Pengumpulan bahan hukum
Pengumpulan bahan hukum pada thesis
ini dilakukan dengan melakukan inventarisasi bahan-bahan hukum secara studi
pustaka yang kemudian dikualifikasikan terhadap bahan-bahan hukum yang sesuai
untuk menganalisis rumusan masalah, dan untuk mempermudah pemahaman dilakukan
penyusunan bahan-bahan tersebut secara sistematis.
2. Analisis
bahan hukum
Penelitian dilakukan dengan sifat yuridis
normatif, sehingga metode yang digunakan adalah metode deduksi yaitu melalui proses
penalaran dari satu atau lebih pernyataan umum (premis) untuk mencapai
suatu kesimpulan logis, sehingga dalam thesis ini data-data bersifat
umum akan digunakan untuk memberikan jawaban terhadap rumusan masalah untuk
menghasilkan jawaban yang bersifat khusus.
Hasil dan Pembahasan
Pengertian dan Hakekat Perkelahian Tanding
Perkelahian Tanding Sebagai Bagian
Aktivitas Olahraga
Olahraga tinju menurut sejarah awalnya bukan diciptakan sebagai kegiatan olahraga murni namun sebagai aktivitas perkelahian tanding untuk kegiatan pertaruhan, hal ini dikuatkan dengan sejarah awal tinju pada tahun 1600 di Inggris yang dikenal dengan prizefighting dan awal sejarah tinju di Indonesia yang sejatinya memang ditujukan untuk mencari uang dari pertaruhan hal ini berdasarkan Nederlandse Boeksbond (NBB) yang menyatakan bahwa selama pendudukan Belanda di Indonesia, tinju profesional tidak pernah dilaksanakan di bumi Indonesia, yang diselenggarakan oleh para aktivitasnya adalah tinju bayaran, tinju pengalaman, dan tinju kawakan menurut terminologi mereka sendiri (Sitanggang, 1981).

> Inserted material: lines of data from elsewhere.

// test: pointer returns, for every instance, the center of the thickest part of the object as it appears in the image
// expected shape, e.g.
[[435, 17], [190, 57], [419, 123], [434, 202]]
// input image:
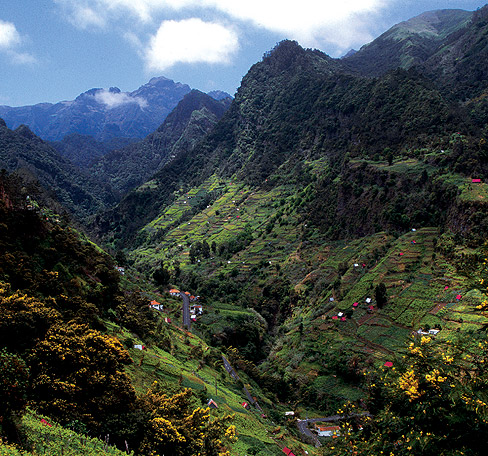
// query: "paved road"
[[303, 425], [229, 368], [186, 310]]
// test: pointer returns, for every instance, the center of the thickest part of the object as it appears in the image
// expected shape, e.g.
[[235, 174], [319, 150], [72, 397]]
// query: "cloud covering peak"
[[114, 99]]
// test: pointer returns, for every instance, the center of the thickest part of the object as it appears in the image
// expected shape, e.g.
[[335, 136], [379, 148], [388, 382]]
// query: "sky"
[[53, 50]]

Tinju pertama kali diperkenalkan di Indonesia pada zaman penjajahan Belanda melalui Koninklijk Nederlands Indisch Leger (KNIL) atau tentara kerajaan Belanda. Tinju merupakan olahraga wajib di kalangan KNIL sehingga di Jakarta, Surabaya, dan Bandung banyak ditemukan ring-ring tinju sebagai bukti dari kegiatan-kegiatan ini, dan pada tahun 1930 di Jakarta banyak diselenggarakan pertandingan tinju yang diselenggarakan oleh promotor asing, dan petinju yang berlaga berasal dari negara-negara lain seperti Filipina, Hongkong, dan Singapura. Tinju sempat terhenti pada masa penjajahan Jepang di mana olahraga tinju banyak digantikan oleh olahraga dari Jepang seperti sumo dan kendo (Sitanggang, 1981).
Pada zaman kemerdekaan Indonesia, tinju kembali muncul meskipun secara sporadis terutama di kota-kota besar di area yang dulu ditempati Belanda, dan pada tahun 1953 bertepatan dengan pasar malam pertama di Jakarta diadakan pertandingan tinju pertama di zaman Republik Indonesia yang digemborkan sebagai pertandingan tinju yang terbesar di zamannya yang dipelopori oleh promotor Oliveiro Jr. dan akhirnya pada tahun 1954 didirikanlah Persatuan Tinju dan Gulat (PERTIGU) dengan bantuan Kepolisian, sebagai lembaga satu-satunya yang berwenang memberikan izin pelaksanaan pertandingan tinju di Jakarta (pertandingan tinju apabila diadakan tanpa ijin dari kepolisian merupakan hal yang ilegal dan dapat dikenakan dengan pasal perkelahian tanding). PERTIGU disahkan menjadi badan hukum dengan Ketetapan Menteri Kehakiman tanggal 26 April 1955 np. J.A. 3/48116, Berita Negara R.I. tanggal 3 Februari 1955 No. 10 (Sitanggang, 1981).
Pada tahun 1958, banyak desakan dari kalangan tinju untuk mendesak pemisahan organisasi karena dianggap landasan PERTIGU sudah tidak memadai, sehingga lahirlah Persatuan Tinju Nasional (PERTINA) pada tahun 1959 atas prakarsa dari Sudharto Sudiono yang merupakan realisasi usaha bertahun-tahun untuk meresmikan tinju di tanah air, karena sebelumnya sasaran tinju adalah uang dan mengalahkan lawan dan bukan olahraga resmi (Sitanggang, 1981).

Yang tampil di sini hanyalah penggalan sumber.